Votre fournisseur d’accès va aussi vous faire culpabiliser, sur demande du gouvernement

Pensez à lire vos mails sous la douche

 

L'Assemblée nationale a adopté ce mardi un amendement de la loi relative à la lutte contre le gaspillage. Celui-ci vise à « sensibiliser » les citoyens en imposant aux FAI de d'informer ses abonnés de l'équivalent en émission de gaz à effet de serre des données consommées.

« Cet amendement est une avancée importante qui nous permettra d’approfondir notre réflexion sur l’impact du numérique sur l’environnement », a indiqué la secrétaire d’État Brune Poirson lors de la séance de l’Assemblée nationale du 10 décembre 2019 concernant l’amendement 2529 du projet de loi relatif à la lutte contre le gaspillage. Son but est de sensibiliser les citoyens à leur hygiène numérique afin de réduire les émissions de gaz à effet de serre.

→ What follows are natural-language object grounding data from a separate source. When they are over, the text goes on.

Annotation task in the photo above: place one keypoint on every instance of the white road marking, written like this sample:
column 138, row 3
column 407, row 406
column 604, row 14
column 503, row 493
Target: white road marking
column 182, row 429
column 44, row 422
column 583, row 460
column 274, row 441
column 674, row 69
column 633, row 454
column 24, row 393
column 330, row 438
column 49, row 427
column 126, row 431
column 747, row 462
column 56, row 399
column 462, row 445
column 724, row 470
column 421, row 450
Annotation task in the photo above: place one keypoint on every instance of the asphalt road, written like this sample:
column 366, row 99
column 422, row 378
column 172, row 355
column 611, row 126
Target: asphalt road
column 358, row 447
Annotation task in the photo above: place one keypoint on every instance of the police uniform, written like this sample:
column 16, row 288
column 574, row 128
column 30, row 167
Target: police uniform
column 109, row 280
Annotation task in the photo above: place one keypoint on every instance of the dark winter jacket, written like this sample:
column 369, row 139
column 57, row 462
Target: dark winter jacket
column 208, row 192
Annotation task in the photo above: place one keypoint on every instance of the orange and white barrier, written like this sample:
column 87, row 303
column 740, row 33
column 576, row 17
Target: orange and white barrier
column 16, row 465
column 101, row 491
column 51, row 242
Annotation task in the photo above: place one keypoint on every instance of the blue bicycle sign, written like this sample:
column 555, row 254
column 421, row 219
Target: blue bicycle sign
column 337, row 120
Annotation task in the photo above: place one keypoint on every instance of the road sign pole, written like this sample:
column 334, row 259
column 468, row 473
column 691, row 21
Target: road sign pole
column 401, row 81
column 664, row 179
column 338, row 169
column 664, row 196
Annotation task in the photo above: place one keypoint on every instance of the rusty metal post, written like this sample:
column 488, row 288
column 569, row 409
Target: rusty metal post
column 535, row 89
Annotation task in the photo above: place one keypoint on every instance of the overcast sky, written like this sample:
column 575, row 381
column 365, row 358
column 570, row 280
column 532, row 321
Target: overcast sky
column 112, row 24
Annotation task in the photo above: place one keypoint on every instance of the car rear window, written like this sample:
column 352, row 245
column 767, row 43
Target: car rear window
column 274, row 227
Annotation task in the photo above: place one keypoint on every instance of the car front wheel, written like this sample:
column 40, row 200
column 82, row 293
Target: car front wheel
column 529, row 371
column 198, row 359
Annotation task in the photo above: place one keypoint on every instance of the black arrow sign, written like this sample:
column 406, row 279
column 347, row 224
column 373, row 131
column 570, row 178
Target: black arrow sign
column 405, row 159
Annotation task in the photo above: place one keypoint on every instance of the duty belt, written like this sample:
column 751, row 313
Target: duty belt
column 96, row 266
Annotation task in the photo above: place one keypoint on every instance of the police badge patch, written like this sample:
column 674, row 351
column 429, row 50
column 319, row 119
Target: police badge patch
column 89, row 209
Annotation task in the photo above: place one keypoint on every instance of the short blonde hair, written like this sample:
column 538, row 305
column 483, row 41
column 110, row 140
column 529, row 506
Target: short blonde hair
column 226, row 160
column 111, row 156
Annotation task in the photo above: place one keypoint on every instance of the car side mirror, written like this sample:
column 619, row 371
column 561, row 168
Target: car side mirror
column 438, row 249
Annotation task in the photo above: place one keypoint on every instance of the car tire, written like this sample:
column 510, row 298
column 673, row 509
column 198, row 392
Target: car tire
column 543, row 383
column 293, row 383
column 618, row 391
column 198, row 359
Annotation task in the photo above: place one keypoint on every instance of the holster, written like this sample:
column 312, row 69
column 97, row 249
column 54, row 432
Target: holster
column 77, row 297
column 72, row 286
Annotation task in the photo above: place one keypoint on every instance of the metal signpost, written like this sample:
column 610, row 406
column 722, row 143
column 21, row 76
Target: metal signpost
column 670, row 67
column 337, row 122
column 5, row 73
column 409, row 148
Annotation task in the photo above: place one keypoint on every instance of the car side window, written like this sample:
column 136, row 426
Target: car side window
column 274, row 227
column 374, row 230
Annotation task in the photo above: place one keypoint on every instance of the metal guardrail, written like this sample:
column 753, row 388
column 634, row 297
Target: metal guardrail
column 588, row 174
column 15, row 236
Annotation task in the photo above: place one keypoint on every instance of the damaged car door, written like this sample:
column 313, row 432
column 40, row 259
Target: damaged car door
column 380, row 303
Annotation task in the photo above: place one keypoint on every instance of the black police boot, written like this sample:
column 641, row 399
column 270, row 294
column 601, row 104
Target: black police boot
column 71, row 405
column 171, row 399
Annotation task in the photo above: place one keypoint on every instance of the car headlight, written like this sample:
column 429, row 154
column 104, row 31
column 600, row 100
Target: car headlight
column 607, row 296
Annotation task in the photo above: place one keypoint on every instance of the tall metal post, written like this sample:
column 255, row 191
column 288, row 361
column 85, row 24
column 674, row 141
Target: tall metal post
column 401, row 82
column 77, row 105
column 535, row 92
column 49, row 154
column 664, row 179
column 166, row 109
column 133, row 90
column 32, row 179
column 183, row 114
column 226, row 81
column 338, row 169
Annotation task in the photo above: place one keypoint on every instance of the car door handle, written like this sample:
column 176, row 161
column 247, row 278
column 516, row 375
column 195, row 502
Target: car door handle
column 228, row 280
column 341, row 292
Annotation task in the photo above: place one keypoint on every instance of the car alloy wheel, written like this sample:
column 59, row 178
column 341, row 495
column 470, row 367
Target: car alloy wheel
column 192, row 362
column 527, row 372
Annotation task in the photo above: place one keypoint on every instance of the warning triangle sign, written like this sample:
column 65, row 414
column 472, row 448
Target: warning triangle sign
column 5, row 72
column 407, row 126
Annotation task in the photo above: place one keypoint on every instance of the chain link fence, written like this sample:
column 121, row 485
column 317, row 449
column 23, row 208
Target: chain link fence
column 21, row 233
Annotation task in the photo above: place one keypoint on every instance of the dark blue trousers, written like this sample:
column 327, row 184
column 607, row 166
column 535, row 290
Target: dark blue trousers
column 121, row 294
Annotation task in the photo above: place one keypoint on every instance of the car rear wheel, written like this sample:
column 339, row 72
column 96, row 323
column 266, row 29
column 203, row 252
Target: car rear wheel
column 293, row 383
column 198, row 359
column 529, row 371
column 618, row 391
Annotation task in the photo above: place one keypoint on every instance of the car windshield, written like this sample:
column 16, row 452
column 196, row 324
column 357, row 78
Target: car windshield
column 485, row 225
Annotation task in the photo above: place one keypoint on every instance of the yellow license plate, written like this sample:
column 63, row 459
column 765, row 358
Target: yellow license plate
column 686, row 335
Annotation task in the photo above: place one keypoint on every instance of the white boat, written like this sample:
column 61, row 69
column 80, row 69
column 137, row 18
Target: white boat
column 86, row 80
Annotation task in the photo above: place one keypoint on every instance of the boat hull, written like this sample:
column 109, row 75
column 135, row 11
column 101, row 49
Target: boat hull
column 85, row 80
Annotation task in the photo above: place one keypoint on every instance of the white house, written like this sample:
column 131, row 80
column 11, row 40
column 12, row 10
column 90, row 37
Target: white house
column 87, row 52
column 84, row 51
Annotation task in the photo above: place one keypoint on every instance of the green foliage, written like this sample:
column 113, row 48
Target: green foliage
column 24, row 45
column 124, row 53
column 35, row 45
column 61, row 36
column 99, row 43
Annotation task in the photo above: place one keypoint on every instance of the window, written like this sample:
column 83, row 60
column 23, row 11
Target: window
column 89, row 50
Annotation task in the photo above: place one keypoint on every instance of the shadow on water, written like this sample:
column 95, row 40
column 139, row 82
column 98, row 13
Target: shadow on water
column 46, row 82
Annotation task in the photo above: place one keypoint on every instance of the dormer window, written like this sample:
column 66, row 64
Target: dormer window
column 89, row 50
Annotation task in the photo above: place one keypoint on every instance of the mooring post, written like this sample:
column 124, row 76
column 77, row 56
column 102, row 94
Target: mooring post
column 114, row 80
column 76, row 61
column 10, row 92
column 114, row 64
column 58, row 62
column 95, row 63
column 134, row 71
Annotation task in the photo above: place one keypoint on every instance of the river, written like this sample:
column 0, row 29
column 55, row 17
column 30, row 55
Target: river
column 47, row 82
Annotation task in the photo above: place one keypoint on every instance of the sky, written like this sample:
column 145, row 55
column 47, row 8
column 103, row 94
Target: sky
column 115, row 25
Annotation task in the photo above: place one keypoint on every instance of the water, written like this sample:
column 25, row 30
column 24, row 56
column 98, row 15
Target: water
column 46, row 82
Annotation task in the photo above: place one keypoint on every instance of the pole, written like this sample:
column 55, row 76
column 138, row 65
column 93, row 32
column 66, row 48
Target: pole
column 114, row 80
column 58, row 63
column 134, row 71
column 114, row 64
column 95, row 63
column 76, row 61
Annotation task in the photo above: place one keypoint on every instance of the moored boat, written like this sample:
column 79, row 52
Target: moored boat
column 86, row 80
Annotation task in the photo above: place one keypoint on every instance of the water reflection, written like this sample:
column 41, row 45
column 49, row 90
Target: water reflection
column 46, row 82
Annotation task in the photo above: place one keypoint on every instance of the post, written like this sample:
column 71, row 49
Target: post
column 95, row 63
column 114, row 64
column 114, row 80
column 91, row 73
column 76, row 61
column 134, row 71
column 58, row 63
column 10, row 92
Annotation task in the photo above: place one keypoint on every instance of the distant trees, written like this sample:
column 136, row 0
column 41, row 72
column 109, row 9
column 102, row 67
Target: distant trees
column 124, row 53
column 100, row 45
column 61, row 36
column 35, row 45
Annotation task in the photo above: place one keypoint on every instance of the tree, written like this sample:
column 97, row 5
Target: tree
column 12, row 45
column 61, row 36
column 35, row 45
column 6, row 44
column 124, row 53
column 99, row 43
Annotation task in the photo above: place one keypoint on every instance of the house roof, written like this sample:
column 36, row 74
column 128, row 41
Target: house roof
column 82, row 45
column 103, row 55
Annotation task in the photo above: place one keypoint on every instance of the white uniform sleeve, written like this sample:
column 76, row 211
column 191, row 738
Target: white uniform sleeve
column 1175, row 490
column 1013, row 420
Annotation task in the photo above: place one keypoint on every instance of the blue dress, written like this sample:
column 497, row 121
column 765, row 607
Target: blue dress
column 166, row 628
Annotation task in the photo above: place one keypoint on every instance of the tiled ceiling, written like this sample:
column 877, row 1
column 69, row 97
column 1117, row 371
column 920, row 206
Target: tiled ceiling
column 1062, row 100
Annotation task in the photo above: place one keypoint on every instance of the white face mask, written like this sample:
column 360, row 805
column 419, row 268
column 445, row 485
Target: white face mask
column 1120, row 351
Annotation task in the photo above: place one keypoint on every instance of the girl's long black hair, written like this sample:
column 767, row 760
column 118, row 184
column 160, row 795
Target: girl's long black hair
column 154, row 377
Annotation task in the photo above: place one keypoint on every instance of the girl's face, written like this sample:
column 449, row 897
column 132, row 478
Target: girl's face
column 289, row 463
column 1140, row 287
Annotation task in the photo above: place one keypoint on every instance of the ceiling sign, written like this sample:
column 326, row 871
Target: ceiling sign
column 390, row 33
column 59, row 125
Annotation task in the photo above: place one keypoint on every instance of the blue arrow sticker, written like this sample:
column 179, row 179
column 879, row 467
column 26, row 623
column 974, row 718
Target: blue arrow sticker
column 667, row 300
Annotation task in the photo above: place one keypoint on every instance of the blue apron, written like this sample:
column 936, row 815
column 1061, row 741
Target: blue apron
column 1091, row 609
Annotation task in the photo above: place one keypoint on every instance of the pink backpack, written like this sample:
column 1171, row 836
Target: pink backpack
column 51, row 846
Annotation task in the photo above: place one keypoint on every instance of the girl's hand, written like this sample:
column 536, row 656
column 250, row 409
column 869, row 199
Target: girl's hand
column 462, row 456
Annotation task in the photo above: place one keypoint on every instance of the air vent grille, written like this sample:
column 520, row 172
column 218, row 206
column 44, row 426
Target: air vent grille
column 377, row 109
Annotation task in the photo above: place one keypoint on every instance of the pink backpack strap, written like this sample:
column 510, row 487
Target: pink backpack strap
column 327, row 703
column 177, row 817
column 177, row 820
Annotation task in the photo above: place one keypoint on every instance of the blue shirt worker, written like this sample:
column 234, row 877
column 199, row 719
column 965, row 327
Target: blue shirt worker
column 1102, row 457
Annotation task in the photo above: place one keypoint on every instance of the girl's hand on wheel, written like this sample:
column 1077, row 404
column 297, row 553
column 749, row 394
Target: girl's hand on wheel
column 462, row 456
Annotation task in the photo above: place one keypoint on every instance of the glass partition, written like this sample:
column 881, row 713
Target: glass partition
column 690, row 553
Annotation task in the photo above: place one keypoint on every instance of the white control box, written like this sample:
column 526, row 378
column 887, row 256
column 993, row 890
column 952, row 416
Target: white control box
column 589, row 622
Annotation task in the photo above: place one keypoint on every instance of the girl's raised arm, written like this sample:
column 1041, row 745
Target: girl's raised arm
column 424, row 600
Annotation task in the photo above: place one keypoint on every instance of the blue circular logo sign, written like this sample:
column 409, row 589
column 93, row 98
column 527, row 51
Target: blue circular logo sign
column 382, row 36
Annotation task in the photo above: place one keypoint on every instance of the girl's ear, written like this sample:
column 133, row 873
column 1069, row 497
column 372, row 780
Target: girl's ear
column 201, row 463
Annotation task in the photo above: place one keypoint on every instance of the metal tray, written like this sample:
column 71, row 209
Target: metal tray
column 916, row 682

« Il vise à contraindre les fournisseurs d’accès au réseau d’informer les consommateurs de la quantité de données consommées ainsi que de leur équivalent en émissions de gaz à effet de serre, selon une méthodologie définie par l’ADEME, et ce, afin de mieux prendre en compte l’impact du numérique sur l’environnement », explique Mme Véronique Riotton, rapporteure.

Regarder Netflix tue la planète

Dans l’idée, plus de transparence est toujours une bonne chose et permet de mieux se rendre compte de l’impact écologique que peuvent avoir nos nouvelles façons de consommer du contenu. C’est plus ou moins l’équivalent d’une grosse étiquette noire apposée à votre facture internet sur laquelle il y aurait marqué « regarder Netflix tue la planète », avec la photo d’un arbre mort au milieu du désert, sauf qu’il s’agirait d’un chiffre, représentant l’équivalent en CO2 de votre consommation de données numériques.

À ceci près que le calcul serait effectué via une méthodologie définie par l’ADEME — non précisée –, ce qui ne dit pas si elle prend en compte ou non les évolutions techniques du réseau. Il est certain en tout cas que ce calcul ne prendrait en compte que les données consommées sur un intervalle de temps et non les données entreposées, qui génèrent également des gaz à effet de serre (les mails non lus, les services de stockage dans le cloud, etc.).

Faites attention à ce que vous faites

Le calcul d’équivalence « sans difficulté » est ici comparé par Mme Paula Forteza, membre de la commission des lois, à celui des trajets en train ou en avion. Un point qui entre en contradiction avec les propos de Mme Véronique Riotton qui affirme, lorsqu’il est question de « demander aux fournisseurs d’accès à internet d’établir un bilan annuel de leur consommation totale de données numériques et de ses impacts environnementaux », que « nous nous heurtons à la difficulté de mesurer selon une méthode fiable ». Deux poids, deux mesures.

La culpabilité sur les utilisateurs

S’il est vrai qu’il faut « sensibiliser nos concitoyens à l’impact de leur consommation numérique », selon les mots de la secrétaire d’État, alors qu’Internet consomme aujourd’hui plus de 10 % de l’électricité mondiale, préciser qu’« il n’est absolument pas question, au travers d’une meilleure information du consommateur, de pénaliser nos entreprises, bien au contraire » tend à faire reposer tout le poids du réchauffement climatique sur les usagers sans chercher un moyen d’en atténuer les effets.

Chercher à pousser les FAI et opérateurs à optimiser leurs infrastructures pour réduire leur production de gaz à effet de serre ou taxer les données consommées seraient des mesures certainement plus efficaces, mais qui feraient davantage de mécontents. Ce n’est pas tout de se donner bonne conscience, il faut le faire dans le respect des lobbys.